Like so many veteran rock bands, Foreigner is now little more than a trademark owned by its British founder Mick Jones. Fifteen years after their last album release, Jones has cobbled together a unit of proficient hacks to craft a ghastly collection of songs that might as well have been written by a computer programme. Pulsing rhythms, glistening guitar arpeggios, hideously cliched lyrics and heroically angsty vocals: they're all here in abundance, tailor-made for future X Factor contenders.

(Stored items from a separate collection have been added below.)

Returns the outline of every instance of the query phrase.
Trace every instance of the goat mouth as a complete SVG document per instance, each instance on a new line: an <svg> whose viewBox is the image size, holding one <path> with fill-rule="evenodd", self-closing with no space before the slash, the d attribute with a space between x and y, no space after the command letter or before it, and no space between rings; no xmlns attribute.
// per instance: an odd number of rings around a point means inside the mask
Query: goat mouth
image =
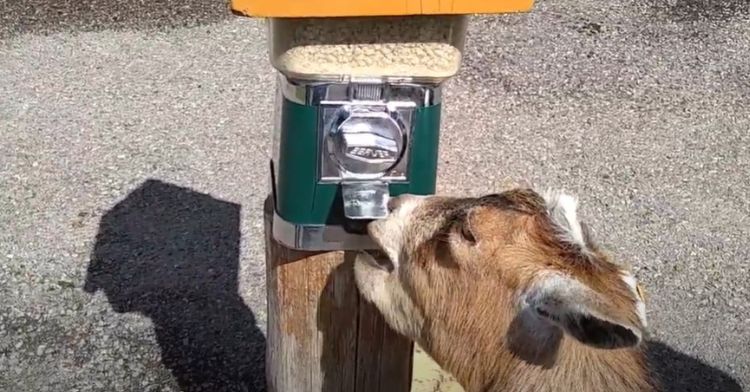
<svg viewBox="0 0 750 392"><path fill-rule="evenodd" d="M368 259L370 259L370 264L373 267L382 269L389 273L393 272L393 262L388 257L388 255L385 254L385 252L380 249L368 249L364 252L371 256Z"/></svg>

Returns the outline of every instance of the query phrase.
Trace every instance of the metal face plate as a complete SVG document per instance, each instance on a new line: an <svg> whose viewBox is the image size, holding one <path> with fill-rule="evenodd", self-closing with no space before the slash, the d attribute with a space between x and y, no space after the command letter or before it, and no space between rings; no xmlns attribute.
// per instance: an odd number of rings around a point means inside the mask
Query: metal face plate
<svg viewBox="0 0 750 392"><path fill-rule="evenodd" d="M357 103L321 106L321 111L321 180L406 180L409 108L399 112Z"/></svg>
<svg viewBox="0 0 750 392"><path fill-rule="evenodd" d="M347 108L341 112L340 123L333 124L326 137L328 152L342 169L376 174L396 165L405 137L396 119L383 111Z"/></svg>
<svg viewBox="0 0 750 392"><path fill-rule="evenodd" d="M370 121L392 123L390 126L399 128L398 133L395 130L392 133L383 132L385 126L382 126L381 131L363 131L360 135L351 132L348 142L336 142L343 139L337 132L342 123L351 121L346 116L351 112L348 108L352 107L370 111ZM376 102L335 102L321 105L318 124L320 180L340 182L344 179L377 178L388 182L407 181L413 115L413 105L408 103L404 106ZM366 121L368 120L362 120ZM357 145L358 143L361 145Z"/></svg>

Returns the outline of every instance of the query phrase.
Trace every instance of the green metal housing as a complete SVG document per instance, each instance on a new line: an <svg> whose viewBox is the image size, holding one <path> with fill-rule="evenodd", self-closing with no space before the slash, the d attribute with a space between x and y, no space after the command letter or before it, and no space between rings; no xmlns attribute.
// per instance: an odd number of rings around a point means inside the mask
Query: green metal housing
<svg viewBox="0 0 750 392"><path fill-rule="evenodd" d="M389 185L391 196L404 193L435 193L440 105L419 108L414 113L409 142L407 182ZM340 225L344 221L341 185L318 179L320 162L318 108L282 101L280 161L275 168L276 213L294 224Z"/></svg>

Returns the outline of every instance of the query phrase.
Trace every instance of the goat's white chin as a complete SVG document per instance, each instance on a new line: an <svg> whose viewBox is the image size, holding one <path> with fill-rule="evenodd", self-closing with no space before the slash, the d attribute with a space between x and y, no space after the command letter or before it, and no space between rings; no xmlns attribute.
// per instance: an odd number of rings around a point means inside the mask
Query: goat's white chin
<svg viewBox="0 0 750 392"><path fill-rule="evenodd" d="M354 259L354 279L359 292L372 303L384 297L385 281L390 276L368 252L358 252Z"/></svg>

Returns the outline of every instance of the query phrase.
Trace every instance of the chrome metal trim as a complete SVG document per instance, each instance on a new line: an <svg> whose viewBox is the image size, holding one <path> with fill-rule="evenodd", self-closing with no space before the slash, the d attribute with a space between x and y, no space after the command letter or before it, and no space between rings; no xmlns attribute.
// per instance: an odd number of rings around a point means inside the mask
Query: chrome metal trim
<svg viewBox="0 0 750 392"><path fill-rule="evenodd" d="M403 177L397 173L406 169L405 160L402 158L410 140L408 135L411 132L411 112L387 111L385 105L322 106L320 112L318 125L321 129L320 138L322 138L320 179L364 180L384 176L393 179ZM353 132L346 131L345 124L362 119L381 120L381 126L369 123L370 132L362 132L361 129ZM369 151L368 148L372 148L392 154L382 160L376 157L364 158L353 155L348 149L351 146L347 141L361 136L373 138L372 145L365 143L361 146L363 151Z"/></svg>
<svg viewBox="0 0 750 392"><path fill-rule="evenodd" d="M280 72L277 75L284 97L300 105L397 101L410 102L416 107L428 107L442 102L440 84L389 80L310 81L290 79Z"/></svg>
<svg viewBox="0 0 750 392"><path fill-rule="evenodd" d="M377 245L367 235L348 233L341 226L297 225L273 214L273 238L287 248L307 251L369 250Z"/></svg>
<svg viewBox="0 0 750 392"><path fill-rule="evenodd" d="M368 108L371 110L382 110L385 113L391 115L391 118L399 124L401 127L401 148L399 150L399 157L391 168L387 169L383 173L350 173L345 168L341 167L336 158L332 155L332 151L329 147L329 135L332 130L337 128L336 120L342 111L346 111L349 105L329 105L328 102L323 103L320 106L318 116L318 148L320 149L320 157L318 162L318 179L322 183L339 183L341 180L347 179L382 179L391 183L405 182L407 178L407 169L409 162L409 155L411 150L411 132L414 128L413 116L414 112L410 107L394 107L388 108L387 105L383 104L365 104L357 103L358 108Z"/></svg>
<svg viewBox="0 0 750 392"><path fill-rule="evenodd" d="M349 219L383 219L388 216L388 183L383 181L342 181L344 215Z"/></svg>

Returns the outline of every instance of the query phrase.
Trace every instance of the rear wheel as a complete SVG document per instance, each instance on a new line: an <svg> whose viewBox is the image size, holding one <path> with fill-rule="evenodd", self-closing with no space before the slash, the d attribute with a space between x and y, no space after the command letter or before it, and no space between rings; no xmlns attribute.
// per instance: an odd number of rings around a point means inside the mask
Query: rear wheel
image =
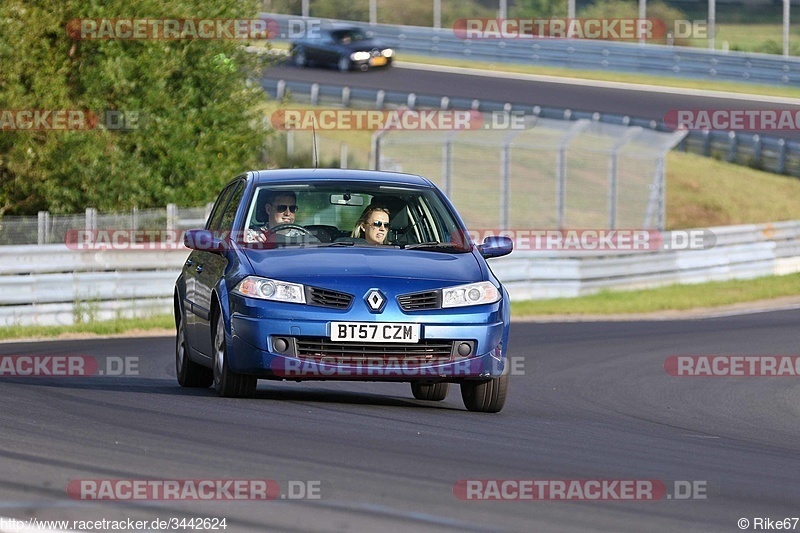
<svg viewBox="0 0 800 533"><path fill-rule="evenodd" d="M214 381L210 368L198 365L189 359L189 345L186 342L186 327L180 312L175 316L177 320L177 335L175 338L175 373L181 387L205 389Z"/></svg>
<svg viewBox="0 0 800 533"><path fill-rule="evenodd" d="M417 400L427 400L429 402L441 402L447 398L450 391L450 384L445 383L412 383L411 393Z"/></svg>
<svg viewBox="0 0 800 533"><path fill-rule="evenodd" d="M507 393L508 374L487 381L461 383L461 399L470 411L497 413L505 405Z"/></svg>
<svg viewBox="0 0 800 533"><path fill-rule="evenodd" d="M337 66L339 67L339 72L348 72L350 70L350 58L347 56L340 57Z"/></svg>
<svg viewBox="0 0 800 533"><path fill-rule="evenodd" d="M228 344L225 342L225 322L222 313L215 313L214 328L214 388L227 398L249 398L256 392L255 376L237 374L228 366Z"/></svg>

Except that songs like In Pieces, Living in a Dream and I Can't Give Up are so formulaic and characterless that even Simon Cowell and his minions couldn't, in all seriousness, consider them as raw material for the mass fakery The X Factor trades in. Singer Kelly Hansen is a composite of every AOR frontman in history, so dull he makes one nostalgic for the band's original singer Lou Gramm. The rest of the band (guitarist Tom Gimbel, keyboardist Michael Bluestein, bassist Jeff Pilson and drummer Brian Tichy) play with a leaden predictability that quickly has the listener bashing his head against the nearest available wall.
If Too Late - driven by electric piano chords - vaguely recalls Cold as Ice, nothing on Can't Slow Down comes close to the vaporous majesty of Waiting for a Girl Like You. Not even an unlikely production cameo on the closing quasi-soul of Fool for You Anyway from Mark Ronson can save this abject item from the dustbin of history.